Working by Jupyter Lab in the container

  1. In the command terminal at the repository directory in your local machine, enter the following command:
docker-compose up analysis-env
  1. After executed the above command, in your terminal, please copy the URL that start with http://127.0.0.1:8888/lab?token= and paste it into your browser

  2. In your browser, you should see the Jupyter Lab IDE, with all the project files visible in the file browser panel on the left side of the screen.

Clean up (Shut down the container and clean up the resources)

Press Ctrl + C in the terminal where you set up the container, and then enter the following command:

docker-compose rm

Adding a new dependency

  1. Adjust the dependency in the DockerFile on a new branch.

  2. You can try to test first by re-build the Docker image locally to make sure it can run properly without any problem.

  3. Add commit push the changes Dockerfile to the GitHub and make a pull request to merge the changes into the main branch.

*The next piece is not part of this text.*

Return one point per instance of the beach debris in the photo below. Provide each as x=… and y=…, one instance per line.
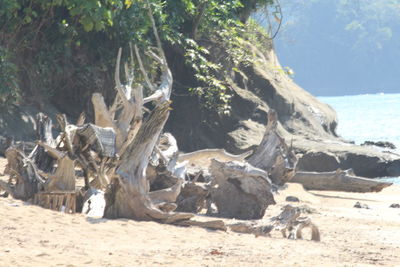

  4. A new Dockerfile will build a new Docker image and will push to Docker Hub automatically.

  5. It will update the new container image on your branch in the docker-compose.yml file automatically as it stated as the latest.

Running the tests

At the repository directory, in the terminal, all tests are run by the pytest command. See more details on tests directory.

License

The code on portugal_wine_quality_predictor files are licensed under a MIT License. See the the license file for more information.

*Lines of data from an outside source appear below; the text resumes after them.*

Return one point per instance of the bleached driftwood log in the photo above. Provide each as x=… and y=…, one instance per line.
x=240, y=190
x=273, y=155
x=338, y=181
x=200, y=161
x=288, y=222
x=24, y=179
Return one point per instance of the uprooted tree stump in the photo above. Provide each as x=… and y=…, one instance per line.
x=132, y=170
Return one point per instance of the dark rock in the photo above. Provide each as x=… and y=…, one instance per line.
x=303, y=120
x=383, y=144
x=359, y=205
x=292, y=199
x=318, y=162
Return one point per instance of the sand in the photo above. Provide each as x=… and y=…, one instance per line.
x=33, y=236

The Report and the Portugal White Wine Quality Predictor materials here are licensed under a Creative Commons Attribution 4.0 International (CC BY 4.0) license. See the the license file.

If re-using/re-mixing please provide attribution and link to this webpage.

References

Cortez, P., Cerdeira, A., Almeida, F., Matos, T., & Reis, J. (2009). Modeling wine preferences by data mining from physicochemical properties. Decision Support Systems. DOI: https://doi.org/10.24432/C56S3T

Dua, Dheeru, and Casey Graff. 2019. “UCI Machine Learning Repository.” University of California, Irvine, School of Information; Computer Sciences. https://archive.ics.uci.edu/dataset/186/wine+quality.

WSET Global. (n.d.). WSET systematic approach to tasting (SAT). Retrieved from https://www.wsetglobal.com/knowledge-centre/wset-systematic-approach-to-tasting-sat/ed: Mystery Tasting. (n.d.). WSET SAT explained. Retrieved from https://www.mysterytasting.com/wset-sat-explainace.

MDS-2023-24. (2023). MDS Lecture Notes on GitHub repository. Retrieved from https://github.ubc.ca/MDS-2023-24.

Fan, J. (1996). Local Polynomial Modelling and Its Applications: From linear regression to nonlinear regression. Monographs on Statistics and Applied Probability. Chapman & Hall/CRC. ISBN 978-0-412-98321-4.